Propensity Score Matching

In this tutorial, we are going to see how to estimate causal effects when the treatment is not unconditionally randomly assigned, but we need to condition on observable features in order to assume treatment exogeneity. This might happen either when an experiment is stratified or in observational studies.

Requisites

For this tutorial, I assume you are familiar with the following concepts:

  • Rubin’s potential outcome framework
  • Ordinary least squares regression

Academic Application

As an academic application, we are going to replicate Evaluating the Econometric Evaluations of Training Programs with Experimental Data (1986) by Lalonde and the followup paper Causal Effects in Non-Experimental Studies: Reevaluating the Evaluation of Training Programs (1999) by Dahejia and Wahba. These papers study a randomized intervention providing work experienced to improve labor market outcomes.

Business Case

TBD

Setting

We assume that for a set of i.i.d. subjects $i = 1, …, n$ we observed a tuple $(X_i, D_i, Y_i)$ comprised of

  • a feature vector $X_i \in \mathbb R^n$
  • a treatment assignment $D_i \in \lbrace 0, 1 \rbrace$
  • a response $Y_i \in \mathbb R$

Assumption 1 : unconfoundedness (or ignorability, or selection on observables, or conditional independence)

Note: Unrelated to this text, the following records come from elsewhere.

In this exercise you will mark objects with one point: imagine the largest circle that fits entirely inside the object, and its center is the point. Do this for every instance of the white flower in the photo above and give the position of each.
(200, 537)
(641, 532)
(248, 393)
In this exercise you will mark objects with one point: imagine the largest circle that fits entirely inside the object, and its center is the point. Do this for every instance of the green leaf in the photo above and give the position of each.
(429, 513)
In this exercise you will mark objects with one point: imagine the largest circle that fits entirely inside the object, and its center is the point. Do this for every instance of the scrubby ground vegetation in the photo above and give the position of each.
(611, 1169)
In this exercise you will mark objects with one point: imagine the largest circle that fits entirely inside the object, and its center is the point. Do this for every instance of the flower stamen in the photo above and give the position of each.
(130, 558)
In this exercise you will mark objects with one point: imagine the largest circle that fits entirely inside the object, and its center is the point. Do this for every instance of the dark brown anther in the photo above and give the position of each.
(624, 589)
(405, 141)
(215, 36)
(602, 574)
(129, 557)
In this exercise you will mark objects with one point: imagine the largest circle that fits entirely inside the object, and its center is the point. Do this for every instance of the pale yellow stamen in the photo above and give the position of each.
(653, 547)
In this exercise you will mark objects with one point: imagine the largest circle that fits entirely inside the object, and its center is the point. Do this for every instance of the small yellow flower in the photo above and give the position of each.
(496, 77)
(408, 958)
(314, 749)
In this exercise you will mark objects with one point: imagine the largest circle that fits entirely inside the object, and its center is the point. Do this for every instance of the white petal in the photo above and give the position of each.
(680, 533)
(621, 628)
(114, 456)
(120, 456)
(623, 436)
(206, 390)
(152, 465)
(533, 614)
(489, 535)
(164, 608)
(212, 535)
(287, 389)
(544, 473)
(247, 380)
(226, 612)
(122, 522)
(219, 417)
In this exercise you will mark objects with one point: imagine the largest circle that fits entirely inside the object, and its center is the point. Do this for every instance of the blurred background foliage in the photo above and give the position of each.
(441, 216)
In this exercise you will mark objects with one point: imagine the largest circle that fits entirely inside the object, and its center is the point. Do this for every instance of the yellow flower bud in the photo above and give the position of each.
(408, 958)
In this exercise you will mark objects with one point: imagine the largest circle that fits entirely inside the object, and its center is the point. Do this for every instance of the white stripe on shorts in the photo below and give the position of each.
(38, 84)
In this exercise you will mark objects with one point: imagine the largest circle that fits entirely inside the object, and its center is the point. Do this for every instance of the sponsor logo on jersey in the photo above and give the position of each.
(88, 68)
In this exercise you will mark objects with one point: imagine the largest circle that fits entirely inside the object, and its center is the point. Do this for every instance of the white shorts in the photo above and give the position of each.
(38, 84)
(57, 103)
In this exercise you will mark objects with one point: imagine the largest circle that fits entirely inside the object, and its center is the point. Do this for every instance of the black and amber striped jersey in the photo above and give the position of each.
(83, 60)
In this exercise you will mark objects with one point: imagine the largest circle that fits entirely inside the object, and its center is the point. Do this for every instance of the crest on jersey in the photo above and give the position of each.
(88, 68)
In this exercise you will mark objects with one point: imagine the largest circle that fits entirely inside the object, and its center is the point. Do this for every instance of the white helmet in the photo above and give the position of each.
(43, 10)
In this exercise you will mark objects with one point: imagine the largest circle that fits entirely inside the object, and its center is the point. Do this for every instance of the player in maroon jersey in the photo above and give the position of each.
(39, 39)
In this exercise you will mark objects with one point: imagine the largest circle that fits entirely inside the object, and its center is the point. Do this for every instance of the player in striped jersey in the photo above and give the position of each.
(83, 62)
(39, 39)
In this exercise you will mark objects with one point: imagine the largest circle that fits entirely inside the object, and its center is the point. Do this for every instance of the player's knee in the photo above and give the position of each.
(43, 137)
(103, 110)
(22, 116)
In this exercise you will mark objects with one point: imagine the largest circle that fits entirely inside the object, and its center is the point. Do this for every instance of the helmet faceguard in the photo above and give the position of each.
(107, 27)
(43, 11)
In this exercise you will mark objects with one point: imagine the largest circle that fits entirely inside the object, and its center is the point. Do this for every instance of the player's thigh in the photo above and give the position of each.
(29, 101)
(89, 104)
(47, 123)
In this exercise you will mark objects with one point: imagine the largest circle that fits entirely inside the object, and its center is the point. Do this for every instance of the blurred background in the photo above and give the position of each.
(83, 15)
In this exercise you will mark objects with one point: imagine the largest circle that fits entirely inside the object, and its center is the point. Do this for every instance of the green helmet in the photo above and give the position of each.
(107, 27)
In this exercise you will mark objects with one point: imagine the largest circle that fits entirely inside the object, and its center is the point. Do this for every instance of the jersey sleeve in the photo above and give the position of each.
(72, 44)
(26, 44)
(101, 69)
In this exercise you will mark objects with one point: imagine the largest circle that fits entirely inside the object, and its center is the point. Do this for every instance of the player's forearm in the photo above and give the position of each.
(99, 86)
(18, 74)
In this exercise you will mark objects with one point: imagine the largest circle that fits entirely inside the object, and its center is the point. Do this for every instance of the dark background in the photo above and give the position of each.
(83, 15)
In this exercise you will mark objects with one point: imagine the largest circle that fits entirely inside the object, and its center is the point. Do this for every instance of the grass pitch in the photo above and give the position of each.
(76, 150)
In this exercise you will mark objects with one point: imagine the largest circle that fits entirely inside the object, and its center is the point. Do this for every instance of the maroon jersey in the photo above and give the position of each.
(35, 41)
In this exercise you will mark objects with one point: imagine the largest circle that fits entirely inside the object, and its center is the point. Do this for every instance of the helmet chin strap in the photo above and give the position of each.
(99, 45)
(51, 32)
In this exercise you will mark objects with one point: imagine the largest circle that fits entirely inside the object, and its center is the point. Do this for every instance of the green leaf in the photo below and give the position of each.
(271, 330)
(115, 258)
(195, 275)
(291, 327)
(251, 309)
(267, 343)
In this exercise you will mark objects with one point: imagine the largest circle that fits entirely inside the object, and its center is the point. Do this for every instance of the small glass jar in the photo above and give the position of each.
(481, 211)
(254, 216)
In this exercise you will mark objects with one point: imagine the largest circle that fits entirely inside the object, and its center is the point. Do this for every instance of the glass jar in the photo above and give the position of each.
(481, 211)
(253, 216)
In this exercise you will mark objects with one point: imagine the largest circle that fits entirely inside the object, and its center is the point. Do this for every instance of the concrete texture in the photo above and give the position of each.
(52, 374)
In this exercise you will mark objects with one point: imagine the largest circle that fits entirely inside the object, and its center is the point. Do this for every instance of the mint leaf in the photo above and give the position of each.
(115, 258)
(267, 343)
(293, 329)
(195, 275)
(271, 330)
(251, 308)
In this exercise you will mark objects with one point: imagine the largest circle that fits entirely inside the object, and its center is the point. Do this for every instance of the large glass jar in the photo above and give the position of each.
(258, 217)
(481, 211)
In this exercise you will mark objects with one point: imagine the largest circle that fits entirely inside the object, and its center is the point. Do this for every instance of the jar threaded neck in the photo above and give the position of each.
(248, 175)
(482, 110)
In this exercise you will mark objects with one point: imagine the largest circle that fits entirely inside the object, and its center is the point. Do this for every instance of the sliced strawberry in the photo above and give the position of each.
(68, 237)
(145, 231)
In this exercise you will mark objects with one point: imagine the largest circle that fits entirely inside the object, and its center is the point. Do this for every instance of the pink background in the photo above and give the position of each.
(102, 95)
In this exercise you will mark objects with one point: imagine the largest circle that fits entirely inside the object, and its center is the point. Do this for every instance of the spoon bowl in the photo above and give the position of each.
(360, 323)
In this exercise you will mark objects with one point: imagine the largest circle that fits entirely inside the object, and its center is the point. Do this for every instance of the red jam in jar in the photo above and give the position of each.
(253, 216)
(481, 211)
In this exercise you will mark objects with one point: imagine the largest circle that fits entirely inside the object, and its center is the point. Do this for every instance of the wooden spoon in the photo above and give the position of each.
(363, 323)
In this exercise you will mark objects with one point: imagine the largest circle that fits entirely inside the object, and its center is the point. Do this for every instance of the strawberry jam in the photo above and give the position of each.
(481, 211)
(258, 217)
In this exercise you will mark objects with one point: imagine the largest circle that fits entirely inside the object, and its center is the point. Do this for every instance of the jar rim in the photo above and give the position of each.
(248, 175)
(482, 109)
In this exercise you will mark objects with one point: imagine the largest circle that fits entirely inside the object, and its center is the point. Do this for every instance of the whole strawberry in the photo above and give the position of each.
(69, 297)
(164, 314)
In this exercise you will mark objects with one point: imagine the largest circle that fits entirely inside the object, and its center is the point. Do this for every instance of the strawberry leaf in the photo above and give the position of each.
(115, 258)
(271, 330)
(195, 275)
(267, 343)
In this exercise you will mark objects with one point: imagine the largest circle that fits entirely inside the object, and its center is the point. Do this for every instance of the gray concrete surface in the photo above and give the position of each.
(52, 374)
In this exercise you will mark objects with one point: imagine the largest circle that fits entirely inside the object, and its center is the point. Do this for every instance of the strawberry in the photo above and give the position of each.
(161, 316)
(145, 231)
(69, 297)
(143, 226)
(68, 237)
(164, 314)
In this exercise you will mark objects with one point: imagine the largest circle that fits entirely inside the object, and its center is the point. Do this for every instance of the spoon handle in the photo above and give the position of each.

$$ \big \lbrace Y_i^{(1)} , Y_i^{(0)} \big \rbrace \ \perp \ D_i \ | \ X_i $$

i.e. conditional on observable characteristics $X$, the treatment assignment $T$ is as good as random. What this assumption rules out is selection on unobservables. Moreover, it’s untestable.

Assumption 2: overlap (or common support)

$$ \exists \eta > 0 \ : \ \eta \leq \mathbb E \left[ D_i = 1 \ \big | \ X_i = x \right] \leq 1-\eta $$

i.e. no observation is deterministically assigned to the treatment or control group. We need this assumption for counterfactual statements to make sense. If some observations had zero probability of (not) being treated, it would make no sense to try to estimate their counterfactual outcome in case they would have (not) being treated. Also this assumption is untestable.

Assumption 3: stable unit treatment value (SUTVA)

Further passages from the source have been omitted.